Every man needs to ask: Do I use my imagination to try to be fair, or for some other purpose? Some time ago, I met a woman and very quickly felt she “fit the bill” and I began to make my “plans”: forming the guest list for our wedding, and looking for a new apartment--even though we had gone on just one date. When I told of this in a class, Miss Reiss said to me:
There has to be a large enough desire to know a person before deciding if she “fits the bill.” Otherwise, we are looking for someone to fulfill a function of ours. If we have to do with a person and are not interested in knowing them, what are we interested in?
I saw that I was using a woman for self-love, and no woman wants to be used this way. What a woman is most hoping for from a man, and what I’m asking for from myself, is to use my thought, my imagination, to try to understand. Becoming increasingly clear about this has made for a new happiness and confidence in me.
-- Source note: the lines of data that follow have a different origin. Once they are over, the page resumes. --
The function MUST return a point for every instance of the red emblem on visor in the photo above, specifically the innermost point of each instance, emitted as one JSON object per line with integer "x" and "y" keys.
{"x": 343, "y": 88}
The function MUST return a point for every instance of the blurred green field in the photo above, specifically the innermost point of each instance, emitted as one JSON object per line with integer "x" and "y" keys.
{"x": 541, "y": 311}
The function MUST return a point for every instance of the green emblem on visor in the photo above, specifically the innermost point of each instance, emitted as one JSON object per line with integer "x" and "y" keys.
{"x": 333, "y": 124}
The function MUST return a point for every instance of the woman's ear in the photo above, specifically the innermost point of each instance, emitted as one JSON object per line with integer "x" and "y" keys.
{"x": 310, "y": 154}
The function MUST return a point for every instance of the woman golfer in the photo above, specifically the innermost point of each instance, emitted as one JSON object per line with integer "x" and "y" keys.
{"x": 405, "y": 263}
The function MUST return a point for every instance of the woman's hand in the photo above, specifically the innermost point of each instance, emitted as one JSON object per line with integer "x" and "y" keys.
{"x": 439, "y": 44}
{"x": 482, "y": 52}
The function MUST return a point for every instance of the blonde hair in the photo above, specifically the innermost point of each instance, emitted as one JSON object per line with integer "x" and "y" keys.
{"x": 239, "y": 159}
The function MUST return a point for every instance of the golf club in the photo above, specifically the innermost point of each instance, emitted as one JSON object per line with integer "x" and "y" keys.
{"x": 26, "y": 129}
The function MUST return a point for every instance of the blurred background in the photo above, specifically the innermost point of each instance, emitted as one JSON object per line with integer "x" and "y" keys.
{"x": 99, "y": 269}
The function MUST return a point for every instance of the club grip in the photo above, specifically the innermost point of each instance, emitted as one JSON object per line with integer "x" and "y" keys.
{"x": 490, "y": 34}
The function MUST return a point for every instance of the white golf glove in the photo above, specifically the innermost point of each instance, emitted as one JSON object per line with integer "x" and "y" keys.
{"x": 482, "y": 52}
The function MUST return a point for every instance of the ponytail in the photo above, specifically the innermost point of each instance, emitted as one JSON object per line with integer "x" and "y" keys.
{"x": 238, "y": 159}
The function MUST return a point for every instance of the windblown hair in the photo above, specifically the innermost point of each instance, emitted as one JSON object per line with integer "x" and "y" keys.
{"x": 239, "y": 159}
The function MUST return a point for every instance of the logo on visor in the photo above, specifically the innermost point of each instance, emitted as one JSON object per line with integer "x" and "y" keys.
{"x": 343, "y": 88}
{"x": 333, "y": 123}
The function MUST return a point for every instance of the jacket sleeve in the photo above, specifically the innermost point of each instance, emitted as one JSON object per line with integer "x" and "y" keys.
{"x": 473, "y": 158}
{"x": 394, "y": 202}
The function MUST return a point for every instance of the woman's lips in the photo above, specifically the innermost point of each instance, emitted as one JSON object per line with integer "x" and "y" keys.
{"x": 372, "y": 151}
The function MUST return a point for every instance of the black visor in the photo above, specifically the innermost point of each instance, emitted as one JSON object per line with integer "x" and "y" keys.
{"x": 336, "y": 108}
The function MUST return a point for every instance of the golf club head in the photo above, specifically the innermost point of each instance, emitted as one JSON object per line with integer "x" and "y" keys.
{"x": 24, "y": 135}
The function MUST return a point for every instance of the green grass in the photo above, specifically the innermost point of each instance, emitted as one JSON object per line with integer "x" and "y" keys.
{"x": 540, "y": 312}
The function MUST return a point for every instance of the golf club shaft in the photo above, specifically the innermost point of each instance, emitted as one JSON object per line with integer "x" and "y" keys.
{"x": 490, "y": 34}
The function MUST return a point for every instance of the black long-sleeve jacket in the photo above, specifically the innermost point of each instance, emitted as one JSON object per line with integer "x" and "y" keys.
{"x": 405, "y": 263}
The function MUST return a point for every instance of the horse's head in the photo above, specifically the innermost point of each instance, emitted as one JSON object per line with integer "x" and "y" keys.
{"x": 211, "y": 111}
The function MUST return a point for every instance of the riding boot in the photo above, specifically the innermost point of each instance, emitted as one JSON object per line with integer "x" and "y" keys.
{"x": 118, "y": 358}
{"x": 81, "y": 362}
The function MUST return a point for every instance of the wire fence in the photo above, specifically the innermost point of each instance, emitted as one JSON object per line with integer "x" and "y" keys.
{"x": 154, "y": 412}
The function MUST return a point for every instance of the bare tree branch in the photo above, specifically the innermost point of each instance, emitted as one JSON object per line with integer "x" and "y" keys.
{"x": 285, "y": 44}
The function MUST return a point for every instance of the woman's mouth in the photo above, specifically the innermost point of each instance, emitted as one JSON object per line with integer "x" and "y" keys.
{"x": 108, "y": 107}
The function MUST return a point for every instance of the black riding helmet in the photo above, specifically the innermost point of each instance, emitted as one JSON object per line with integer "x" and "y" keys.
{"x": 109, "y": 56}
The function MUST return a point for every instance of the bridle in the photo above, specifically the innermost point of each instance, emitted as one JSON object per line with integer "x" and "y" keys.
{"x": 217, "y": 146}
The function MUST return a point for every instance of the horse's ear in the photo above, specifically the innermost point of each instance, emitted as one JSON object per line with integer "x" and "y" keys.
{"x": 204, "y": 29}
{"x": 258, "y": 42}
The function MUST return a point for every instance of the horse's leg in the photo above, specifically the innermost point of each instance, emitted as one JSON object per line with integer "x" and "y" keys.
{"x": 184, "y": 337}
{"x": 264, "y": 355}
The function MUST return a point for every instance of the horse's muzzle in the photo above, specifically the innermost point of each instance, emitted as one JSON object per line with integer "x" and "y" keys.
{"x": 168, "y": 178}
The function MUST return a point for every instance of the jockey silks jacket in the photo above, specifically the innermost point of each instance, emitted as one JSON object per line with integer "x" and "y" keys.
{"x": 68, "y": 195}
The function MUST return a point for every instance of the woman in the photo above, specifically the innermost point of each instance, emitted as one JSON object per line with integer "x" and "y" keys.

At his kindest, Diego Rivera encouraged Frida Kahlo in her art, and was pleased when she received recognition. But I also think he had contempt for Frida’s idolization of him. “You are my life itself,” she wrote to him, “and nothing and no one can change this.” At a time a woman acted as if she needed me very much, Mr. Siegel asked me “Do you have a kind of power over her that is detestable?” I did, and I think that the callous way Rivera treated his wife shows that he did too. Marnam writes how he was “possessive” and “overbearing” at one time, and then so neglectful even as she was in great physical pain from her earlier accident. Writing critically of himself, Rivera said:
"If I loved a woman, the more I loved her, the more I wanted to hurt her. Frida was only the most obvious victim of this disgusting trait."
I think the unjust way Rivera used his imagination as to women hurt his imagination as artist. His depictions of women are various, but some are clearly not good. Take for example, this one in which a woman is made to look smooth and cold, not as having the true depth and richness of reality in her.
None I have seen is as deep or as moving as the one he did when he was twelve.
I end with a work that has a relation of the "toiling masses" and "buoyant beauty" that I care very much--“The Flower Carrier”:
In this somber but lush work, an Indian wearing a yellow hat that partially hides his face is kneeling on the ground, weighed down by a large basket of flowers, and holding himself up with his columnar-like arms. An abstract yellow band of cloth connects his heart to her heart. She is gentle and strong as she uses her body to try to ease some of his burden. I believe the largeness of the figures on the canvas is a criticism of the small, insignificant way people such as these were seen. And the irony is that because of the economic exploitation of the land and people of Mexico, these lovely and delicate flowers that stand for a kind earth have been turned into a source of pain and oppression.
The life of Diego Rivera—his fineness as artist, his unkindness as a man and a husband—is evidence for the crucial difference between good and bad imagination. It is the difference that Aesthetic Realism is teaching me and can teach every man to recognize so he can make a proud, wise choice for his life.